Stage 2 — Adversarial research per claim
Ten parallel research agents (one per claim) executed:
- 8–12 web searches across peer-reviewed neuroscience, ML conferences, arXiv, and credible commentary
- Surfacing of 4–6 supporting and 4–6 contradicting sources, plus 1–2 active-debate references
- Application of two analytical lenses via prompt-level persona primers. The roster: Karpathy, Joscha Bach, Hickey, Carmack, Bret Victor, Bryan Cantrill, Ayanokoji, pg, Taleb. Deployment was uneven — see How it was made for honest counts.
- Explicit steelman counterargument
- Verdict ∈ { VINDICATED, PLAUSIBLE, CONTESTED, REFUTED, UNFALSIFIABLE } with what would change it
- 5–10 papers-to-read with annotations
Stage 3 — Synthesis
After the 10 dossiers returned, a synthesis pass identified five recurring failure modes (Marr-level confusion, load-bearing strong words, confirmation-bias trap, confounded causal channels, partial unfalsifiability) and four cross-cutting threads. The convergent verdict pattern (0/10 vindicated, 0/10 cleanly refuted, all 10 in CONTESTED or SPLIT) emerged directly from the dossier-by-dossier process — it was not designed in.

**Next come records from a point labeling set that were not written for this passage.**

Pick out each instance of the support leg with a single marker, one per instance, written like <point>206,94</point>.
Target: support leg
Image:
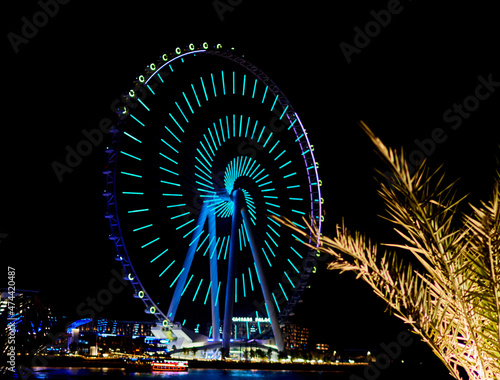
<point>214,278</point>
<point>238,200</point>
<point>181,282</point>
<point>273,316</point>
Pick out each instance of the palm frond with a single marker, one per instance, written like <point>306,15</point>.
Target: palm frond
<point>452,298</point>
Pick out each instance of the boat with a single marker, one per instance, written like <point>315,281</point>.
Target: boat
<point>137,365</point>
<point>171,365</point>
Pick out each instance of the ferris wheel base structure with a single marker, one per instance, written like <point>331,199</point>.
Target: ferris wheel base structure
<point>186,339</point>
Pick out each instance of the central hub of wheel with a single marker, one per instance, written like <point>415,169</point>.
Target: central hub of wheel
<point>238,197</point>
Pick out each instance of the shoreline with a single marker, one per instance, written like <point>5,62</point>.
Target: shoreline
<point>61,362</point>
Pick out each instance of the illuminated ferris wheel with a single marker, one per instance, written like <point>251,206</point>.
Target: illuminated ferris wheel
<point>207,150</point>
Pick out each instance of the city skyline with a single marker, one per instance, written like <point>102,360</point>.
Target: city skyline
<point>414,80</point>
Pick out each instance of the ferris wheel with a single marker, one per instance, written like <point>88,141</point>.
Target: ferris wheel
<point>206,152</point>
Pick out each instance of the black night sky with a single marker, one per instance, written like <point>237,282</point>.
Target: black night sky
<point>408,82</point>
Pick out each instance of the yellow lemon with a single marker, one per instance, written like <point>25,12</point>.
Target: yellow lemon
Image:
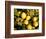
<point>23,15</point>
<point>35,24</point>
<point>26,22</point>
<point>29,27</point>
<point>35,19</point>
<point>28,18</point>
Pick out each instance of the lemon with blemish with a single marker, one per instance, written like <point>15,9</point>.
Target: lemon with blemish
<point>28,18</point>
<point>35,19</point>
<point>26,22</point>
<point>23,15</point>
<point>29,27</point>
<point>35,24</point>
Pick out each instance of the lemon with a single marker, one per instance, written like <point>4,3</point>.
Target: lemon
<point>29,27</point>
<point>23,15</point>
<point>35,24</point>
<point>35,19</point>
<point>26,22</point>
<point>28,18</point>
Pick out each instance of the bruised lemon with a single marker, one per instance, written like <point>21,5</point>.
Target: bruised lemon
<point>28,18</point>
<point>35,24</point>
<point>23,15</point>
<point>26,22</point>
<point>35,19</point>
<point>29,27</point>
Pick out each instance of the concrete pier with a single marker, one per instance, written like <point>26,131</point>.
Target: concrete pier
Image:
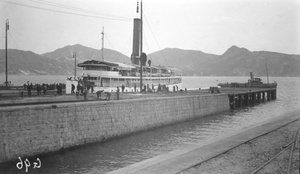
<point>33,129</point>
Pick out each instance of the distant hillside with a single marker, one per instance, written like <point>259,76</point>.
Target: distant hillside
<point>240,61</point>
<point>234,62</point>
<point>189,61</point>
<point>85,53</point>
<point>58,62</point>
<point>65,56</point>
<point>27,62</point>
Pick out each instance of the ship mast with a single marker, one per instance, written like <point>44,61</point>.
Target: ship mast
<point>267,72</point>
<point>102,43</point>
<point>6,28</point>
<point>141,48</point>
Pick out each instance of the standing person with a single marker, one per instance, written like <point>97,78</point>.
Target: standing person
<point>29,89</point>
<point>38,89</point>
<point>44,89</point>
<point>85,91</point>
<point>118,93</point>
<point>123,87</point>
<point>73,88</point>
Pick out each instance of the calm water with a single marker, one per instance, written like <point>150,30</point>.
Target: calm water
<point>121,152</point>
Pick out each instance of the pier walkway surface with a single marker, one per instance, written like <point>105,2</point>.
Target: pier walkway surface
<point>242,152</point>
<point>10,97</point>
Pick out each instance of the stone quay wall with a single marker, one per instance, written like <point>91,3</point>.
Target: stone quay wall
<point>37,129</point>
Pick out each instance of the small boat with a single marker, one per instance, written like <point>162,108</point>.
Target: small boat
<point>253,82</point>
<point>103,75</point>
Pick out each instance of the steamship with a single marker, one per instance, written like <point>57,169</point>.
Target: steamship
<point>107,76</point>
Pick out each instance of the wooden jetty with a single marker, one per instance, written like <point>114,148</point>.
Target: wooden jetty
<point>251,97</point>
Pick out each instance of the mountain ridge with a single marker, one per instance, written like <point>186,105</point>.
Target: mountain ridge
<point>235,61</point>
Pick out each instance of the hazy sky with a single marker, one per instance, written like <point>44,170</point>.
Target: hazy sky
<point>211,26</point>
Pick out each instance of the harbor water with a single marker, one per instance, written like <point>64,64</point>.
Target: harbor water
<point>124,151</point>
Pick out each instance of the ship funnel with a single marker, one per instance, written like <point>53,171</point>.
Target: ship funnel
<point>251,75</point>
<point>136,41</point>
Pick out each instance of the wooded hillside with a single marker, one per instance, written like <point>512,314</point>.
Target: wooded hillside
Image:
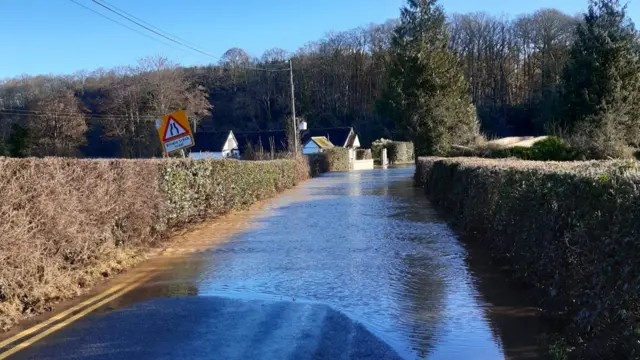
<point>513,66</point>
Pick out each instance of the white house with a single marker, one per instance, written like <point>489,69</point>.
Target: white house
<point>316,144</point>
<point>215,145</point>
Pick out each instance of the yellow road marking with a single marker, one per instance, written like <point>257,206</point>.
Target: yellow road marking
<point>132,284</point>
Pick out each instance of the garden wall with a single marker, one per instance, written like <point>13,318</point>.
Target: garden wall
<point>67,223</point>
<point>569,230</point>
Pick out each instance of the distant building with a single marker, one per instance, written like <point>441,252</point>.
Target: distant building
<point>276,140</point>
<point>264,141</point>
<point>215,145</point>
<point>339,136</point>
<point>316,144</point>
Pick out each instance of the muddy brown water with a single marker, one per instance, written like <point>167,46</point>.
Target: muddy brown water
<point>369,245</point>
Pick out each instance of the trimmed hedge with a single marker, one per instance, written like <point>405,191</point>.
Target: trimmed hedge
<point>400,151</point>
<point>337,159</point>
<point>570,230</point>
<point>66,223</point>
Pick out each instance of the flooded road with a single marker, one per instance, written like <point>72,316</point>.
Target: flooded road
<point>365,245</point>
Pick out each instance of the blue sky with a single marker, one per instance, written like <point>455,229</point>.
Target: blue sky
<point>60,37</point>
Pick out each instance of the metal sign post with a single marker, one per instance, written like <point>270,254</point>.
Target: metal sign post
<point>175,133</point>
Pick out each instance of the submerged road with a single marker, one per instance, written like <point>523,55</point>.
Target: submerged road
<point>347,266</point>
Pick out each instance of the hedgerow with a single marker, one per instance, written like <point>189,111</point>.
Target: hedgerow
<point>570,230</point>
<point>67,223</point>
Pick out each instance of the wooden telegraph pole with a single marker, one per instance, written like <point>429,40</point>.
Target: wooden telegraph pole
<point>293,109</point>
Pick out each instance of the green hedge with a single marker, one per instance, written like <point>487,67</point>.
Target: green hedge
<point>68,223</point>
<point>400,151</point>
<point>549,149</point>
<point>337,159</point>
<point>203,189</point>
<point>570,230</point>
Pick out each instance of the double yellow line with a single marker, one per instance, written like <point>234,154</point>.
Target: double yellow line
<point>107,296</point>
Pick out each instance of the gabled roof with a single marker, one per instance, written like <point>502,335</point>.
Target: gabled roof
<point>263,139</point>
<point>339,136</point>
<point>210,141</point>
<point>322,142</point>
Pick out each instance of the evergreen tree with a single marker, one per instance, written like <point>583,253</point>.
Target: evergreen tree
<point>428,94</point>
<point>602,80</point>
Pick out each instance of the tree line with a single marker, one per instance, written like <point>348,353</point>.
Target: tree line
<point>510,72</point>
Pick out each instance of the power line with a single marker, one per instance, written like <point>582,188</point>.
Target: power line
<point>155,30</point>
<point>151,25</point>
<point>97,116</point>
<point>119,23</point>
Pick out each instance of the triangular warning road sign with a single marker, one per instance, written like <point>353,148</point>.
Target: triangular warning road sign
<point>173,130</point>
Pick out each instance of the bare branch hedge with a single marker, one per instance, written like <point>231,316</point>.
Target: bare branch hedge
<point>67,223</point>
<point>570,230</point>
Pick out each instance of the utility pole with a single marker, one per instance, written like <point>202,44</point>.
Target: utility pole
<point>293,110</point>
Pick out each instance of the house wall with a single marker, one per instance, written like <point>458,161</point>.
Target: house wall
<point>231,148</point>
<point>356,142</point>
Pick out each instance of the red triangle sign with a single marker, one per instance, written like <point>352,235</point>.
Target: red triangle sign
<point>173,130</point>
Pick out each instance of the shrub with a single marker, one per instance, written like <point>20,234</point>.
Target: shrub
<point>568,229</point>
<point>337,159</point>
<point>66,223</point>
<point>550,149</point>
<point>377,146</point>
<point>399,151</point>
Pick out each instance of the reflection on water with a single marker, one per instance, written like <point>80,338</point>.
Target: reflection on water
<point>369,245</point>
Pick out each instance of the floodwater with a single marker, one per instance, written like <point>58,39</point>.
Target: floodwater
<point>369,245</point>
<point>365,244</point>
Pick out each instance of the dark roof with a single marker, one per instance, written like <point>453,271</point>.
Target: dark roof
<point>210,141</point>
<point>338,135</point>
<point>263,139</point>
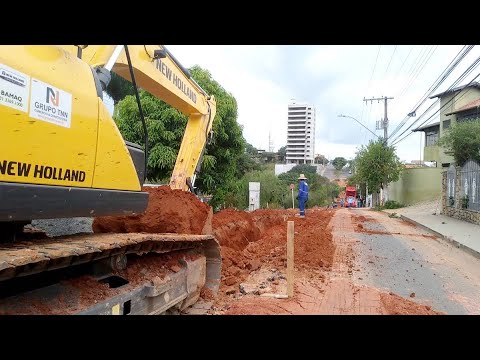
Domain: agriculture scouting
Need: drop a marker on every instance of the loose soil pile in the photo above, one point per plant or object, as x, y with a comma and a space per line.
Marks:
251, 240
396, 305
169, 211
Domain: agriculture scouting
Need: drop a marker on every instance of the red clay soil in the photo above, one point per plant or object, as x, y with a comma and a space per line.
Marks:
169, 211
265, 243
396, 305
234, 229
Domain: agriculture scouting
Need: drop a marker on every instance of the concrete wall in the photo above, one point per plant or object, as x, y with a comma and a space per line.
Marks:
283, 168
436, 153
416, 185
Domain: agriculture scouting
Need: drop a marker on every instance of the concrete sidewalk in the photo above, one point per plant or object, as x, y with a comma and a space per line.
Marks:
462, 234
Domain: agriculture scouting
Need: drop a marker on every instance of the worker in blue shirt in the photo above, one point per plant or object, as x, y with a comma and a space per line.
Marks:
302, 194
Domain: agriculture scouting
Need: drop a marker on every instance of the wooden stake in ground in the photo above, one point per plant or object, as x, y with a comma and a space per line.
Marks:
290, 236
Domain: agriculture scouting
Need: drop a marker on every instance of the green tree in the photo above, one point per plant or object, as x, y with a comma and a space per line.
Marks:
339, 163
166, 126
377, 165
320, 159
462, 141
118, 88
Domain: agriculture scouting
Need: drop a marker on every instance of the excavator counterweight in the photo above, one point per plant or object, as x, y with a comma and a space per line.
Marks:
62, 156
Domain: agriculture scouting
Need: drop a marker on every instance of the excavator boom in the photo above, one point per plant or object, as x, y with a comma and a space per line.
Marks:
62, 155
158, 72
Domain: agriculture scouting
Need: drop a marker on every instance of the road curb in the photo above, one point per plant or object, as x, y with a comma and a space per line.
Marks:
455, 243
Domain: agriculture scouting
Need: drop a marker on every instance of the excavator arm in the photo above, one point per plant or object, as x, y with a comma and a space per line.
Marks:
62, 156
158, 72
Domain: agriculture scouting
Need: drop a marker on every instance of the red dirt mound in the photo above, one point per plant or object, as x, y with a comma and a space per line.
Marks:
234, 229
313, 241
396, 305
169, 211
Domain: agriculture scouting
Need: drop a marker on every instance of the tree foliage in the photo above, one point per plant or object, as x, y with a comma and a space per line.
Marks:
118, 88
224, 160
377, 165
339, 163
320, 159
462, 141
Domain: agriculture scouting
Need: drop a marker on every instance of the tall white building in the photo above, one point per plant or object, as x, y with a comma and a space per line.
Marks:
301, 133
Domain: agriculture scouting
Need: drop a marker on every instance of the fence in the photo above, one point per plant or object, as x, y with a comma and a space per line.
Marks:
470, 193
451, 175
460, 193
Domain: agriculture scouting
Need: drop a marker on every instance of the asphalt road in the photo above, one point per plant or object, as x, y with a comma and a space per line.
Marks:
406, 260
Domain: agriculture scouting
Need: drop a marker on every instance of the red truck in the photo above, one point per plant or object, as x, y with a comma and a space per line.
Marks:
351, 191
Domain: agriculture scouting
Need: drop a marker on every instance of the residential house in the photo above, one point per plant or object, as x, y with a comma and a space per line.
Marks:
458, 104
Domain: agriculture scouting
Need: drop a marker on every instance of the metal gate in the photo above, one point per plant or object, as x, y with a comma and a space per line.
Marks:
470, 177
451, 174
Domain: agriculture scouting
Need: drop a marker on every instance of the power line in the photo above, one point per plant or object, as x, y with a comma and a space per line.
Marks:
459, 79
443, 76
413, 67
420, 68
447, 103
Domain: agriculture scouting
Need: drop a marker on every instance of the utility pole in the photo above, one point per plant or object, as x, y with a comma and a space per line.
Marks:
385, 120
383, 126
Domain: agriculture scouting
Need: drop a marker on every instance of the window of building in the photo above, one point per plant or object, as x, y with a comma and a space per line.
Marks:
467, 116
431, 138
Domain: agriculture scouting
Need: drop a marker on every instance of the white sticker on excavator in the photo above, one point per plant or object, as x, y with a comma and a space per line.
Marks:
51, 104
14, 88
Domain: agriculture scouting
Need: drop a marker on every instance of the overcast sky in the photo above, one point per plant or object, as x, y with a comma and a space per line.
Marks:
335, 79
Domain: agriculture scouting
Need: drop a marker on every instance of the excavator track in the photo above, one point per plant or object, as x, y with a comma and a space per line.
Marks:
179, 289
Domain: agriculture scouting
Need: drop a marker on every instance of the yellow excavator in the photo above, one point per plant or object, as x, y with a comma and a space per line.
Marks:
62, 156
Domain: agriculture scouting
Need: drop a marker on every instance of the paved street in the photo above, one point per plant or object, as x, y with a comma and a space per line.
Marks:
397, 256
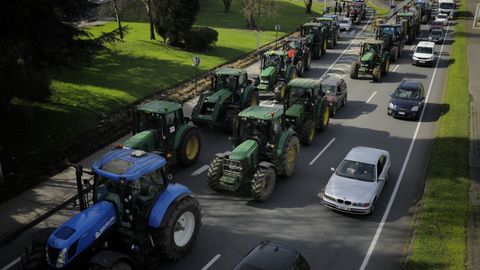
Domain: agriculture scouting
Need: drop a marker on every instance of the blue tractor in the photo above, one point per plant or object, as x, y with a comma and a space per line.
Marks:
137, 217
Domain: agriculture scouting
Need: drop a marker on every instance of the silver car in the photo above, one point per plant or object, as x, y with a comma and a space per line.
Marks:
358, 181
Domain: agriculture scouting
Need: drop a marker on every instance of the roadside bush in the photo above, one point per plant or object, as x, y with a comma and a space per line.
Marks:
199, 38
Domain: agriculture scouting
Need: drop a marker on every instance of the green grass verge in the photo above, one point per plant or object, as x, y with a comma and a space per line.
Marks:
440, 241
134, 69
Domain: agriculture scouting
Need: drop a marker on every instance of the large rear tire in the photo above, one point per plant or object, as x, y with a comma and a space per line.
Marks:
307, 133
214, 173
189, 149
176, 239
289, 156
263, 184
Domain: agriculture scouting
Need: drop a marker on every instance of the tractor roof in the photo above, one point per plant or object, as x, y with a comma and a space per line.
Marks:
159, 106
304, 83
262, 112
127, 164
230, 71
373, 41
280, 53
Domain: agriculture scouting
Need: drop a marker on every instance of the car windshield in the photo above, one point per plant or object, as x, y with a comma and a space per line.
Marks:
406, 94
357, 170
424, 50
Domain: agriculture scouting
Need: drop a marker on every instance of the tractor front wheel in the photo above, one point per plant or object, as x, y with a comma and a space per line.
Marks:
176, 239
307, 133
214, 173
263, 184
290, 156
354, 70
189, 148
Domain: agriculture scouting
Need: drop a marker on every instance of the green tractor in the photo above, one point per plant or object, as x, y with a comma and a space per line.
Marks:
332, 29
393, 38
231, 92
306, 108
160, 126
276, 70
265, 148
299, 53
317, 36
373, 60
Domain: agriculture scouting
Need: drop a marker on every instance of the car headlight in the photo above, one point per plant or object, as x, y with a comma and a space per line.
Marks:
61, 258
361, 204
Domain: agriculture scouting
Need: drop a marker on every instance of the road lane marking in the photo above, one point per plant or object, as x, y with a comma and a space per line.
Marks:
321, 152
404, 167
12, 263
349, 45
370, 98
211, 262
200, 170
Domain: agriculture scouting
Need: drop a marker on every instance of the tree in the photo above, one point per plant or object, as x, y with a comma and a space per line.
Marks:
308, 5
174, 18
39, 37
226, 5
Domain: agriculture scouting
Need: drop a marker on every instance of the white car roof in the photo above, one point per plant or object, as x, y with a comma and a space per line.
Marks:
365, 154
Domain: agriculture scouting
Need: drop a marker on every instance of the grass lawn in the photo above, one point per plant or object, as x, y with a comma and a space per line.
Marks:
132, 70
440, 241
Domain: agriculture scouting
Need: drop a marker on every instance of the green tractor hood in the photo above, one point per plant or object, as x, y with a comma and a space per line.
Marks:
295, 110
144, 140
367, 57
246, 149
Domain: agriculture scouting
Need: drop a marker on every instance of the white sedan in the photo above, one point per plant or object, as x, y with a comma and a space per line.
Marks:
345, 23
358, 181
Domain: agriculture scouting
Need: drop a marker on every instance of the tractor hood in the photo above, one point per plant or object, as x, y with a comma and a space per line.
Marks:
244, 150
267, 72
144, 140
79, 233
295, 110
367, 57
219, 95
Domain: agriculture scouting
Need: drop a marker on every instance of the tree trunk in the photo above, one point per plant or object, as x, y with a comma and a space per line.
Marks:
118, 19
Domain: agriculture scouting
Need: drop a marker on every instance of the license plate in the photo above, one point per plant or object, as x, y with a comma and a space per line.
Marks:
343, 208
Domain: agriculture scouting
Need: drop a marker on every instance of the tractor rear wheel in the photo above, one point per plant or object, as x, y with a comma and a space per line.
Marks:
189, 148
377, 73
263, 184
290, 156
307, 133
177, 237
324, 118
214, 173
354, 70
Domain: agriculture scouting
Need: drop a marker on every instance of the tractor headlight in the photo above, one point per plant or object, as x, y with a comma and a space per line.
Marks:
61, 258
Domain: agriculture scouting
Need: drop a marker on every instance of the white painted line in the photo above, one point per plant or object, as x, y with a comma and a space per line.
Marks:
349, 45
211, 262
12, 263
402, 171
395, 68
200, 170
321, 152
370, 98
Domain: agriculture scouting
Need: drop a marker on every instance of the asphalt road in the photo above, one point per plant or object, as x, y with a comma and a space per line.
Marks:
233, 224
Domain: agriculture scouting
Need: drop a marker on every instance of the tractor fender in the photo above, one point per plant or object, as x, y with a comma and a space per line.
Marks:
106, 259
283, 140
172, 194
182, 130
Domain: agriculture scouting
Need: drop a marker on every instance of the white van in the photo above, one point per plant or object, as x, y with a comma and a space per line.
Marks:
447, 7
424, 54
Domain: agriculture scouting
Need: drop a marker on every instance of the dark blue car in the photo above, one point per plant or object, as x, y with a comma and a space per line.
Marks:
408, 100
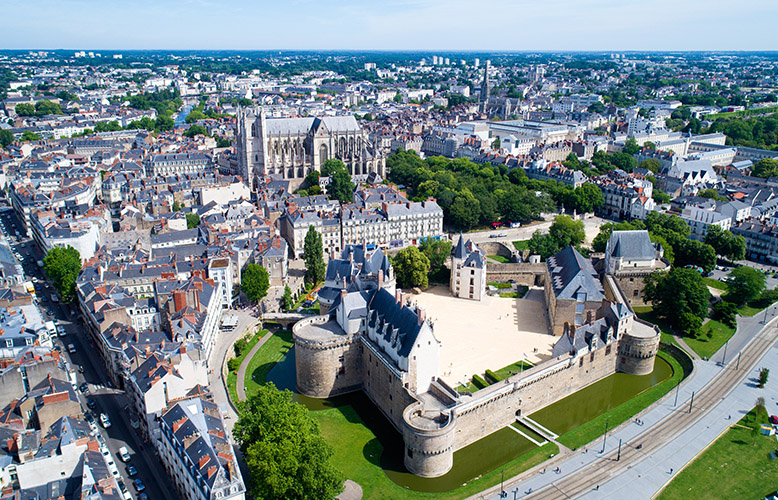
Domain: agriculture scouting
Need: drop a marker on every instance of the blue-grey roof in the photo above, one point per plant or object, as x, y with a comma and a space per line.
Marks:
571, 274
631, 245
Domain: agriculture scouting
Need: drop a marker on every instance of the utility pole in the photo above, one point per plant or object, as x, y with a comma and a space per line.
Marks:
604, 436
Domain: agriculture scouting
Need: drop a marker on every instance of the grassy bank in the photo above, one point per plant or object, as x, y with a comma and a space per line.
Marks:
707, 347
737, 463
232, 376
358, 451
594, 428
267, 356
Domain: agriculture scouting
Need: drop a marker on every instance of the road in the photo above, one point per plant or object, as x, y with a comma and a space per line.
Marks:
670, 436
109, 401
591, 226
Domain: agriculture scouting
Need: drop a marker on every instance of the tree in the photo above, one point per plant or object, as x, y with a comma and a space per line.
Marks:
587, 198
766, 167
596, 107
726, 312
192, 220
25, 109
631, 146
437, 251
30, 136
340, 187
286, 300
725, 243
195, 130
680, 296
764, 374
651, 164
313, 255
285, 453
411, 268
62, 265
6, 138
745, 284
255, 281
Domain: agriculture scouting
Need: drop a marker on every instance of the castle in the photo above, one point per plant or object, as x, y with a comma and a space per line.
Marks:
371, 339
291, 148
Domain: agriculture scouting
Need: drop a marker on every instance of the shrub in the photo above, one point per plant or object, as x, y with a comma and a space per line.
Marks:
479, 382
492, 376
764, 373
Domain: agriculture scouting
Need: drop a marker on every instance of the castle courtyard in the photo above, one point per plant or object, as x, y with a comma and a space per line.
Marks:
488, 334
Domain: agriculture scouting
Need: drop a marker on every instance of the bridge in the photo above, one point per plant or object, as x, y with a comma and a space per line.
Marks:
286, 319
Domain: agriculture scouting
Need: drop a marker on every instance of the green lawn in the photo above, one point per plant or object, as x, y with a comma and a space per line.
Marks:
707, 347
521, 245
518, 366
591, 430
232, 377
737, 463
267, 356
749, 311
714, 283
357, 451
499, 258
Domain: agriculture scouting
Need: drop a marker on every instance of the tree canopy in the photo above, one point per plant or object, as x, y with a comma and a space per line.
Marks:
313, 255
745, 284
680, 297
341, 187
284, 450
564, 232
62, 265
411, 267
255, 281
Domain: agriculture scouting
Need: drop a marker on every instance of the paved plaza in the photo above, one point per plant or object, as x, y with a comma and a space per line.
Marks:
490, 334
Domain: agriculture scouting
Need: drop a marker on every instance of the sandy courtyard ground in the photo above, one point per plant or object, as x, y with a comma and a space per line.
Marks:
490, 334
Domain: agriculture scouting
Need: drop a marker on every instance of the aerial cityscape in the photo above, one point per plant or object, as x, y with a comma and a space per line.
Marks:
385, 264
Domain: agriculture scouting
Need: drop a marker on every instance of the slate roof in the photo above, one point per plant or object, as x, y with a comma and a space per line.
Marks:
571, 273
634, 245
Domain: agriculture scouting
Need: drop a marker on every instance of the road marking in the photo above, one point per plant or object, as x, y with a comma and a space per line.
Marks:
538, 443
527, 419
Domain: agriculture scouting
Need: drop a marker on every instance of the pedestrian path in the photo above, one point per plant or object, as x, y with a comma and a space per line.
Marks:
241, 385
648, 476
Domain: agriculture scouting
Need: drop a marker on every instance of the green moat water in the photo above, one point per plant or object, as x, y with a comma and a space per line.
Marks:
490, 452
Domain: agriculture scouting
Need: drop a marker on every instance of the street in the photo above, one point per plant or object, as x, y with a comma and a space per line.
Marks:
109, 401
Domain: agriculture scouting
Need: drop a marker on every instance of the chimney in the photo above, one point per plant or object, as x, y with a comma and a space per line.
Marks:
179, 300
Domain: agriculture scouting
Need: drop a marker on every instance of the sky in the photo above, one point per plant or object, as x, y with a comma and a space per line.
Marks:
454, 25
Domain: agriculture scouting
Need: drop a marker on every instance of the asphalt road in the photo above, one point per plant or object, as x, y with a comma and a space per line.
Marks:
109, 401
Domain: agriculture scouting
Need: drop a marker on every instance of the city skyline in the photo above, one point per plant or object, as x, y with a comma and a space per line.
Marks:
421, 25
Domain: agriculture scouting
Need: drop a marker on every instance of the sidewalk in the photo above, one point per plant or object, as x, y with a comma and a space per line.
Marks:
648, 476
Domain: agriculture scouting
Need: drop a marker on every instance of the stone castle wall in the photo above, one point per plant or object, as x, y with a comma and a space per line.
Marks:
637, 354
331, 368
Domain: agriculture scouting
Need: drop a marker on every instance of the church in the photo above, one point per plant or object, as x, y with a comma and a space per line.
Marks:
291, 148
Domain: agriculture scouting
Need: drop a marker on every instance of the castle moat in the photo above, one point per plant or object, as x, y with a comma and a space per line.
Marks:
490, 452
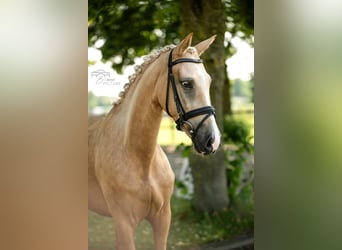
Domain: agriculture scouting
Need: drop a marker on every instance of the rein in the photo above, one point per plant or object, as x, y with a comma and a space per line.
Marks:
185, 116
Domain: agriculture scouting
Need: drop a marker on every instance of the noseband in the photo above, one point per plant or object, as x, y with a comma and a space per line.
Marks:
185, 116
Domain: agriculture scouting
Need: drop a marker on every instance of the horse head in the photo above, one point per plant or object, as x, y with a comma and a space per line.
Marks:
189, 83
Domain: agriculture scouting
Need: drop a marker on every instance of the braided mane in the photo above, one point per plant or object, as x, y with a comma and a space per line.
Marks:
138, 69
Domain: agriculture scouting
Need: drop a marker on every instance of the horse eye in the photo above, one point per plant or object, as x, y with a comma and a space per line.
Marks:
187, 84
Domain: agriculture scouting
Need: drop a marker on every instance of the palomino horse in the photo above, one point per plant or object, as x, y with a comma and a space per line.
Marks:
130, 177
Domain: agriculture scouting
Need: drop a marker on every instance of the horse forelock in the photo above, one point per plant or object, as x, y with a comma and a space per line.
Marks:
139, 69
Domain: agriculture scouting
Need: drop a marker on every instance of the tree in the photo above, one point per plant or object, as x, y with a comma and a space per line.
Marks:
133, 28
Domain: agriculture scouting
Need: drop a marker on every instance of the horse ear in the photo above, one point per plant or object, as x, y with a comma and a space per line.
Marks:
202, 46
184, 44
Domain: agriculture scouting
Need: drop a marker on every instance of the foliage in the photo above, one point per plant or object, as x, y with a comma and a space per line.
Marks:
188, 229
242, 88
238, 151
133, 28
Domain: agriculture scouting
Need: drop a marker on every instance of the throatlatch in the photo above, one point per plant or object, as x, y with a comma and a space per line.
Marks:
185, 116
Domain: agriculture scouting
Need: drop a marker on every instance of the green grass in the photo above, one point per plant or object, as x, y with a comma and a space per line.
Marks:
188, 228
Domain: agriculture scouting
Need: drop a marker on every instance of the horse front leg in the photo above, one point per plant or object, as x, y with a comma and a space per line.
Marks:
161, 225
124, 234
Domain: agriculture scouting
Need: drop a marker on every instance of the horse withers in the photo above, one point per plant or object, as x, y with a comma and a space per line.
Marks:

Stage 4 — Product-surface stress test
The strongest engineering surface (claim 9) was developed into a product candidate and put through the 4-persona roundtable in full mode (Round 1 + Round 2 + neutral synthesis). The roundtable unanimously killed the proposed library architecture and converged on an immutable-log + pure-function-views architecture as the substrate. The current site + observatory primitive ships the architecture that survived all of that scrutiny.
Limits & honest caveats
- Citation verification. The reading list deliberately foregrounds older, well-established references; verification status is shown per item.
- Persona lenses are stylistic, not authoritative. They are an analytical convenience, not endorsements by the named individuals.
- Strong-form / weak-form is a prompted dichotomy. Some claims may have intermediate forms not surfaced.
- The convergent pattern is partly an artifact of construction. Strong forms were deliberately chosen to overshoot.
Reproducibility
The full corpus — claim formulations, persona prompts, roundtable transcripts, and angle-research dossiers — lives in the source repository. Critique a verdict by reading the dossier, the steelman, and the listed papers. Disagreements are PRs.